Wild speculation is a combination of one insurance company offering it and it becoming a relatively low cost competitive bullet point on one hand.

On the other hand, insurers probably have better actuarial data because of annual checkups and can better align their profit margins with fees. Thus reducing their own reinsurance fees.


> insurers probably have better actuarial data

Imagine you are an insurer and advise free annual checkups. Some of your patients don't bother. Those patients have a higher mortality. You conclude the annual checkup is good.

But you might be deceiving yourself - the kind of people to ignore health advice about getting an annual checkup might also be the kind of people to ignore the health advice on the back of a cigarette packet...


Major medical insurers are not naive about this stuff. They employ expert actuaries and data scientists who understand statistics and causality.

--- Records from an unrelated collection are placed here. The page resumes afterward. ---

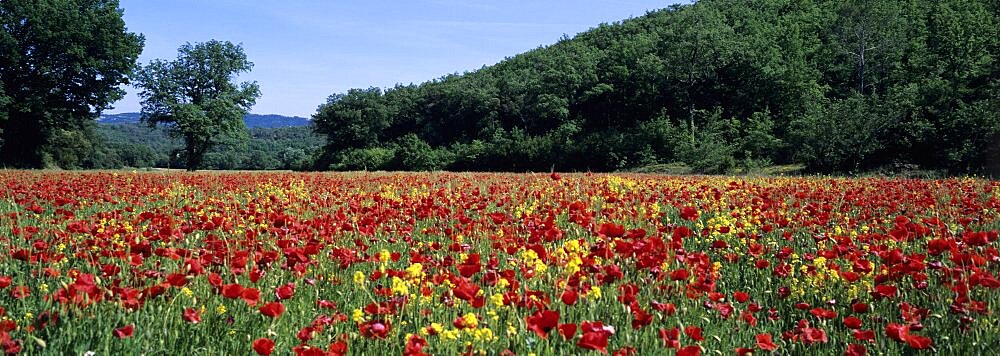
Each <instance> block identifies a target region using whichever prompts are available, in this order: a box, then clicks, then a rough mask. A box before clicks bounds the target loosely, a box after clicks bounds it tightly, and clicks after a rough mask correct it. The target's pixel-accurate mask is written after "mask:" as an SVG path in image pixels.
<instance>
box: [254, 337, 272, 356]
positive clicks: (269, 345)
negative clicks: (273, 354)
mask: <svg viewBox="0 0 1000 356" xmlns="http://www.w3.org/2000/svg"><path fill="white" fill-rule="evenodd" d="M253 350H254V352H256V353H257V354H258V355H264V356H267V355H270V354H271V352H274V341H273V340H271V339H268V338H266V337H262V338H259V339H257V340H254V341H253Z"/></svg>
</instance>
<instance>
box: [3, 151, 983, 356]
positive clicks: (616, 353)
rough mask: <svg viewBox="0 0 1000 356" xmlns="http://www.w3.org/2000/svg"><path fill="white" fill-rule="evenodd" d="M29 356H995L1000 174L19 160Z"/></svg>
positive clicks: (14, 207)
mask: <svg viewBox="0 0 1000 356" xmlns="http://www.w3.org/2000/svg"><path fill="white" fill-rule="evenodd" d="M0 187H2V188H0V189H2V190H3V194H2V201H0V213H2V216H0V248H2V249H3V250H4V253H3V254H2V257H0V315H2V321H0V346H2V347H3V348H4V349H5V351H6V353H8V354H16V353H26V354H38V353H48V354H84V353H87V352H95V353H97V354H192V353H193V354H251V353H253V352H256V353H259V354H264V355H266V354H271V353H272V352H273V353H275V354H291V353H297V354H305V355H313V354H316V355H320V354H344V353H352V354H362V353H364V354H375V353H379V354H406V355H418V354H458V353H472V354H482V353H485V354H518V355H531V354H539V355H545V354H578V353H590V354H598V353H615V354H625V355H628V354H672V353H677V354H683V355H697V354H699V353H700V354H732V353H734V352H735V353H737V354H745V353H768V352H776V353H782V354H789V353H791V354H814V353H816V354H849V355H860V354H866V353H872V354H879V353H887V354H900V353H911V352H918V353H919V352H932V351H937V352H941V353H945V354H962V355H968V354H990V353H992V352H996V350H997V349H998V348H1000V336H998V335H1000V334H998V333H1000V318H998V316H997V308H998V307H1000V304H998V303H1000V292H998V291H997V288H998V287H1000V280H998V278H997V276H998V273H1000V253H998V249H997V247H998V244H1000V243H998V242H997V239H998V228H1000V220H998V211H1000V182H996V181H987V180H977V179H950V180H933V181H931V180H902V179H899V180H896V179H881V178H878V179H876V178H870V179H831V178H749V177H670V176H654V175H629V174H624V175H603V174H593V175H591V174H563V175H561V176H560V175H558V174H552V175H549V174H457V173H454V174H453V173H442V174H375V173H371V174H368V173H365V174H360V173H359V174H296V173H200V174H186V173H128V172H100V173H61V172H21V171H3V172H0Z"/></svg>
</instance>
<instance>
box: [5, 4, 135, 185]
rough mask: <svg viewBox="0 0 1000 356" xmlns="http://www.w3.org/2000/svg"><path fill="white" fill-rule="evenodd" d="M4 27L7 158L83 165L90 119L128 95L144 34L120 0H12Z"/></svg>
mask: <svg viewBox="0 0 1000 356" xmlns="http://www.w3.org/2000/svg"><path fill="white" fill-rule="evenodd" d="M0 28H2V30H0V164H2V165H5V166H13V167H23V168H38V167H41V166H43V165H45V164H56V165H60V166H64V165H65V167H66V168H71V167H76V166H78V165H79V164H81V161H80V157H79V155H80V153H79V152H75V151H77V150H86V149H88V146H89V142H88V140H87V138H86V137H85V136H86V129H87V124H88V123H91V122H92V121H93V119H94V118H96V117H97V116H98V115H99V114H100V112H101V111H103V110H105V109H108V108H110V107H111V103H113V102H115V101H117V100H118V99H120V98H121V97H122V96H123V95H124V91H123V90H122V89H121V88H120V87H119V86H120V84H124V83H127V82H128V79H127V78H128V76H129V75H130V74H131V73H132V69H133V67H134V66H135V61H136V59H137V58H138V57H139V53H140V52H141V51H142V46H143V37H142V35H138V34H135V33H132V32H128V30H127V29H126V28H125V22H124V21H123V20H122V12H121V10H120V9H119V8H118V1H117V0H4V1H2V2H0ZM64 144H65V145H67V146H62V145H64ZM71 151H73V152H71ZM46 161H48V162H46Z"/></svg>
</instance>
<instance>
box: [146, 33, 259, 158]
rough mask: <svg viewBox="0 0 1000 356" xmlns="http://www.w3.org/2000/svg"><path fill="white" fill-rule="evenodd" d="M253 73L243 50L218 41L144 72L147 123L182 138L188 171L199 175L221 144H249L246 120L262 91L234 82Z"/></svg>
mask: <svg viewBox="0 0 1000 356" xmlns="http://www.w3.org/2000/svg"><path fill="white" fill-rule="evenodd" d="M251 68H253V63H252V62H250V61H249V60H247V56H246V54H245V53H244V51H243V48H242V46H240V45H235V44H232V43H230V42H223V41H215V40H213V41H209V42H204V43H198V44H194V45H192V44H186V45H184V46H181V47H180V48H179V49H178V56H177V59H176V60H174V61H164V60H154V61H152V62H151V63H149V64H148V65H146V66H144V67H142V68H141V69H140V70H139V73H138V78H137V83H138V86H139V87H140V88H141V89H142V90H141V92H140V93H139V96H140V97H141V98H142V120H143V121H145V122H146V123H148V124H149V125H150V126H154V127H155V126H156V125H157V124H166V126H167V127H168V129H169V130H170V132H171V133H172V134H173V135H175V136H177V137H180V138H182V139H183V141H184V157H185V160H186V167H187V169H188V170H192V171H193V170H196V169H198V168H199V166H200V165H201V163H202V159H203V158H204V155H205V153H206V152H208V150H209V149H210V148H211V147H212V146H214V145H216V144H217V143H219V142H220V141H221V140H224V139H227V138H236V139H242V140H245V139H246V126H245V125H244V123H243V117H244V116H245V115H246V114H247V112H248V111H249V110H250V108H251V107H252V106H253V105H254V103H256V100H257V97H259V96H260V88H259V87H258V86H257V83H256V82H244V83H240V84H235V83H233V80H234V79H235V78H236V76H238V75H239V74H241V73H245V72H249V71H250V69H251Z"/></svg>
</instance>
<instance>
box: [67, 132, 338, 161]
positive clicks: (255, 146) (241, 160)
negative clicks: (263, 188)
mask: <svg viewBox="0 0 1000 356" xmlns="http://www.w3.org/2000/svg"><path fill="white" fill-rule="evenodd" d="M95 136H96V137H95V139H93V140H92V142H95V143H94V149H93V151H91V152H90V154H89V156H87V157H86V158H85V159H84V160H83V161H82V163H81V165H80V167H81V168H122V167H133V168H145V167H159V168H177V167H182V166H183V165H184V161H183V160H182V159H181V158H183V157H181V156H182V154H181V151H182V150H183V146H184V145H183V141H182V140H181V139H179V138H176V137H172V136H171V135H170V133H169V132H168V129H167V128H165V127H162V126H161V127H157V128H154V129H149V128H148V127H146V126H145V125H138V124H120V125H105V124H99V125H97V127H96V130H95ZM322 145H323V138H322V137H321V136H319V135H317V134H315V133H313V131H312V128H310V127H307V126H303V127H281V128H251V129H249V140H248V141H247V142H245V143H243V144H235V145H216V146H214V147H212V148H211V149H209V150H208V152H206V153H205V158H204V161H203V163H202V167H203V168H205V169H239V170H247V169H262V170H275V169H291V170H306V169H309V168H311V167H312V164H313V162H312V161H313V159H314V158H313V156H314V155H316V154H317V153H318V152H319V151H320V149H321V147H322Z"/></svg>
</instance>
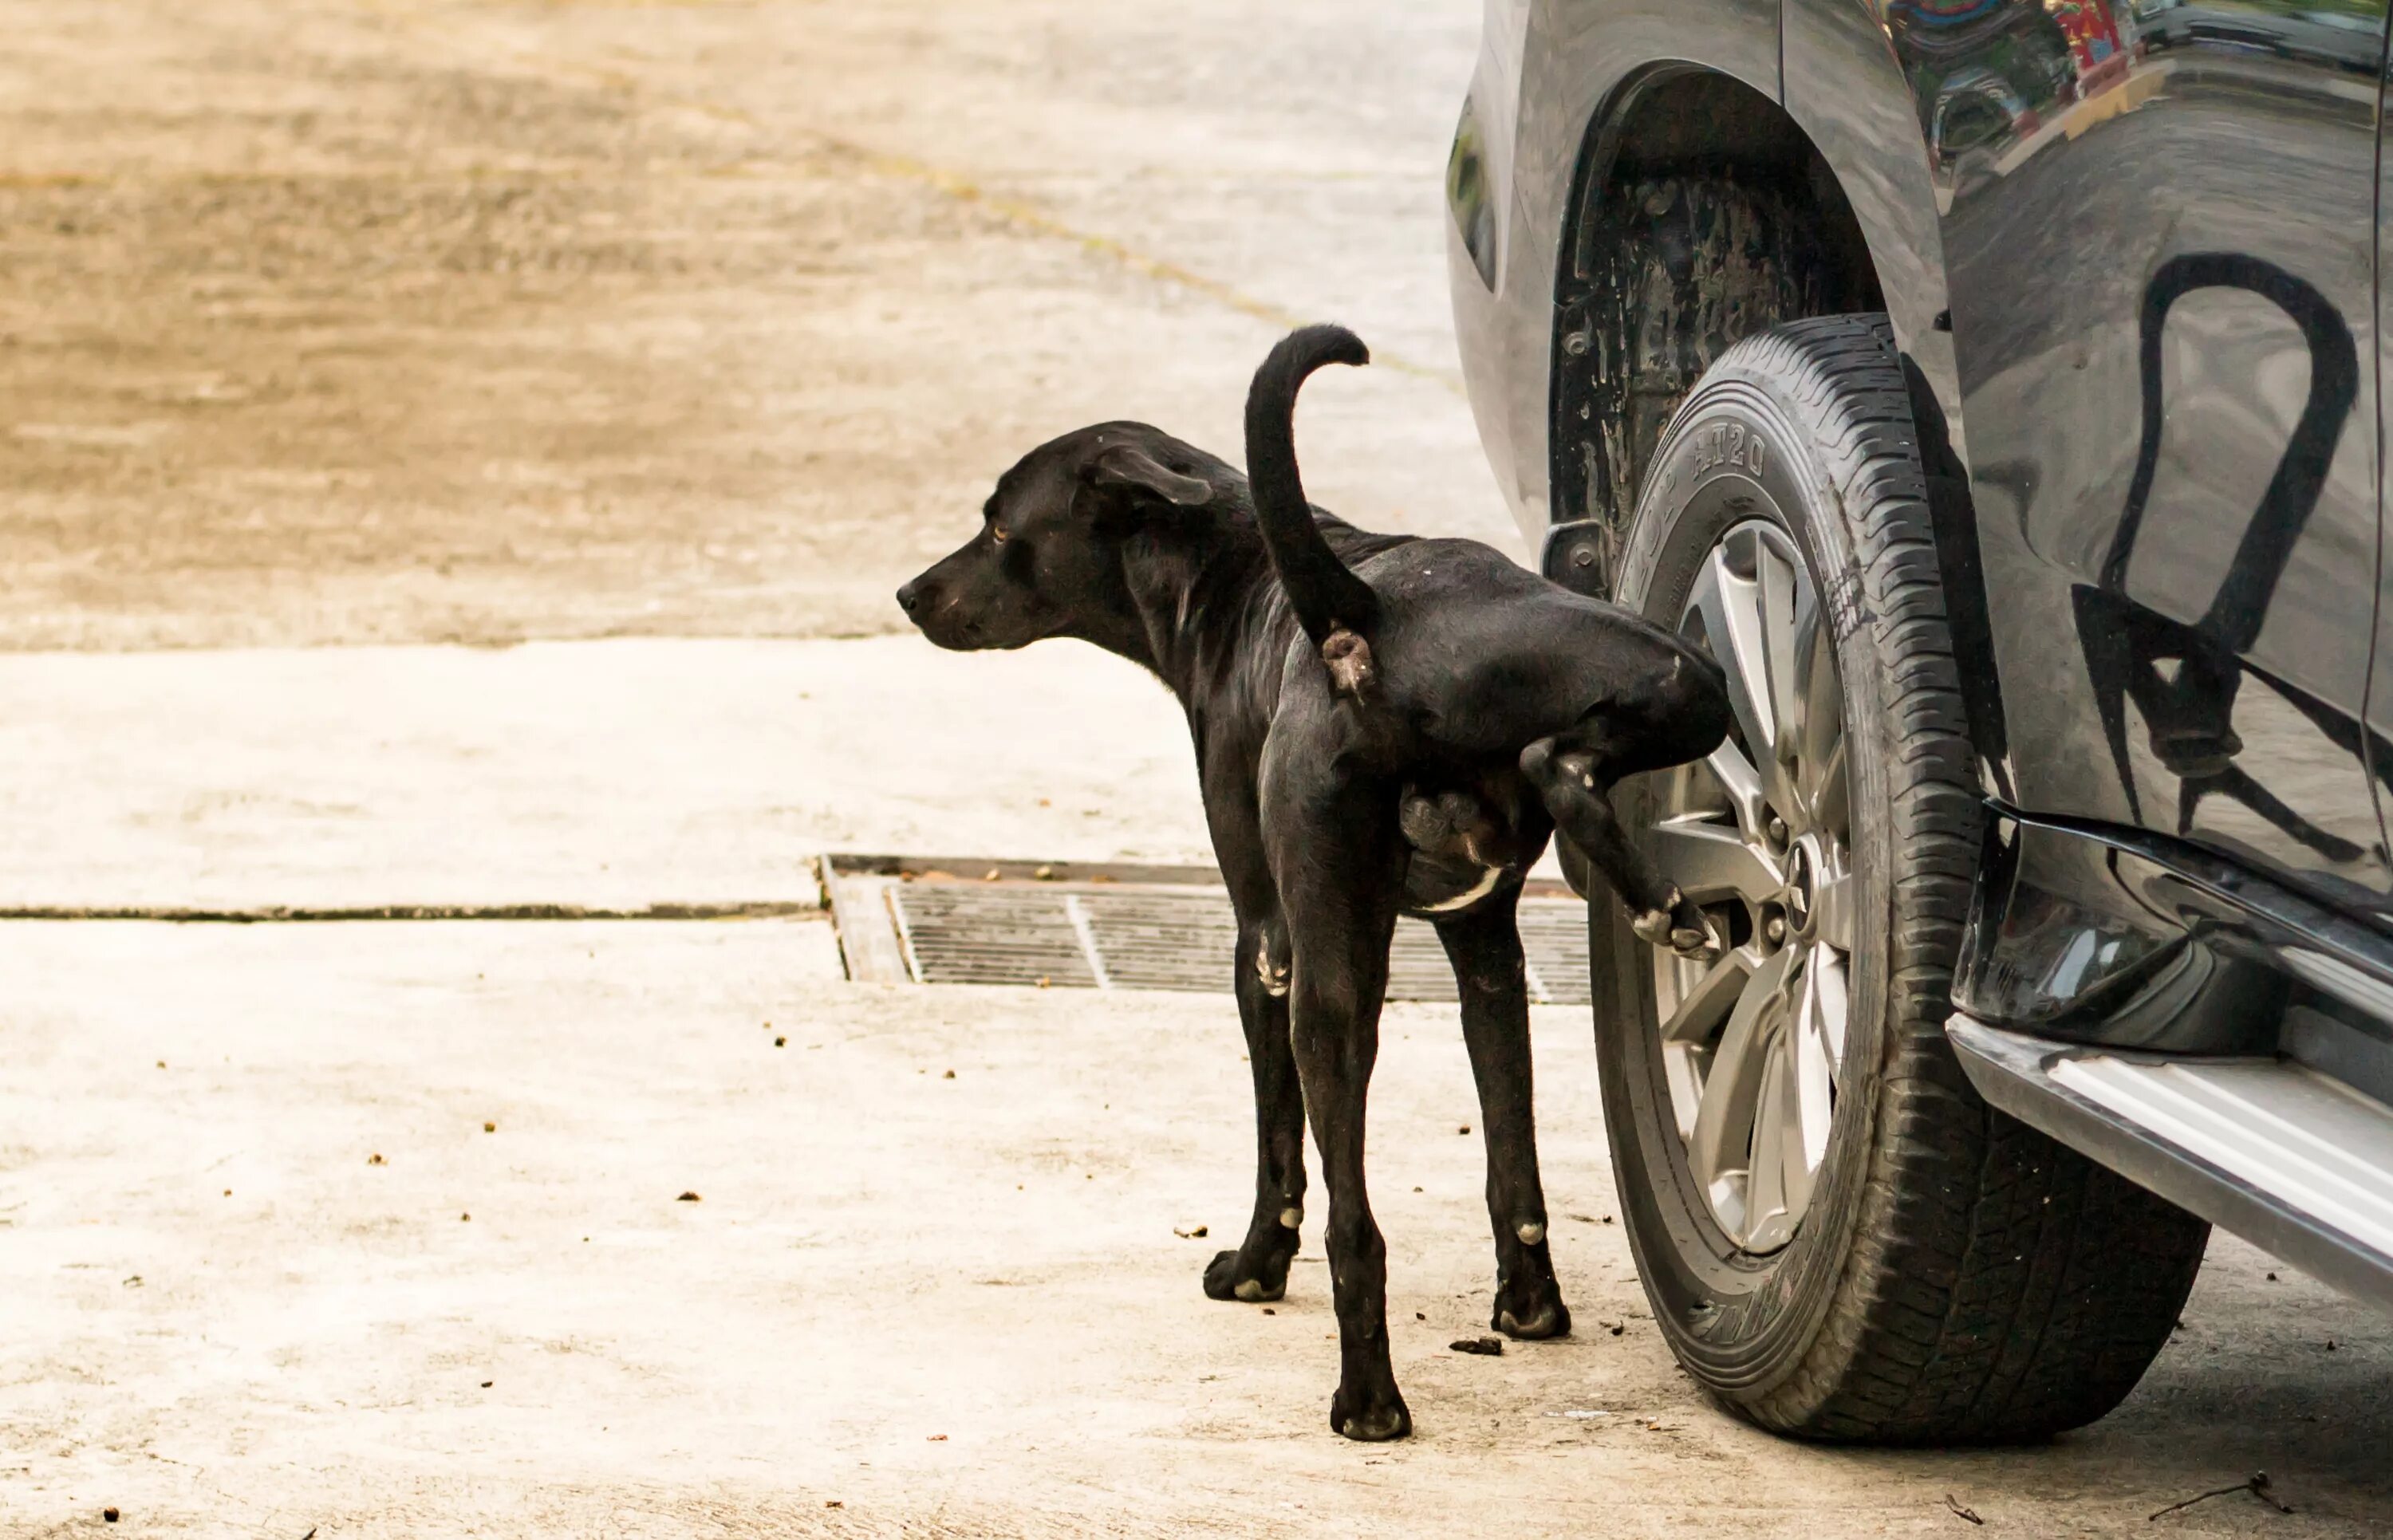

Sure, they understand the problem... But is there anything they can do about it?

I'm not aware of insurance companies being too keen on getting into medical experiments like 'people with a birthday on a Thursday don't get the free annual checkup'.


I suspect that part of it is that some huge percentage of Americans are obese, and obesity-related health complications are a driving cost center.

If even 10% of those who get an annual checkup succeed in losing weight when the doctor recommends they do so, it's a win.


There was a case here in New Zealand where the "not for profit" insurance company "Southern Cross" was owned by a group of doctors.

You can see how something that might not be in the insurance company's best interest could be in owners best interest, particularly if they own the hospital too.


My work offers free annual check ups and it’s mostly DIY. Prick of a finger, punch in weight, height and blood pressure into web app. Eventually once the results on the blood return, you get feedback on cholesterol etc. I get $500 from it and it is psychological to an extent - it helps encourage healthier habits


Insurance companies don't care if you're healthy - they just want to save money.

Sure, they could prefer healthy customers, or they could select for lower risk populations. The latter is easier.

So instruction following and hoop jumping are the sorts of test that won't improve health incomes, but will select for good customers.


That's simply not how the medical insurance business works. Since the Affordable Care Act, insurers have almost no ability to pick and choose their customers. And since profit margins are capped there is like little incentive to "save" money by reducing medical expenses.


That's not true because they can pick and choose where and what to offer based on geographic areas through the ACA plans. But even more selectively they can offer group plans to employers that incentivize maintaining a healthy workforce. Most unhealthy people don't work good jobs that provide insurance.


Your country is the bizarre case.


> Sure, they could prefer healthy customers, or they could select for lower risk populations. The latter is easier.

how are insurance companies (in the US) supposed to achieve this, when it is generally acquired through an employer?


Under the ACA, insurance companies have a profit cap as a percentage of expenditures, so they need to drive expenses to increase total profit (but still have to be competitive price-wise so it isn't unlimited).


Around here the insurance companies created a billing code that is just for annual checkups, with discussion of ongoing care turning it into a different type of visit (that isn't necessarily free).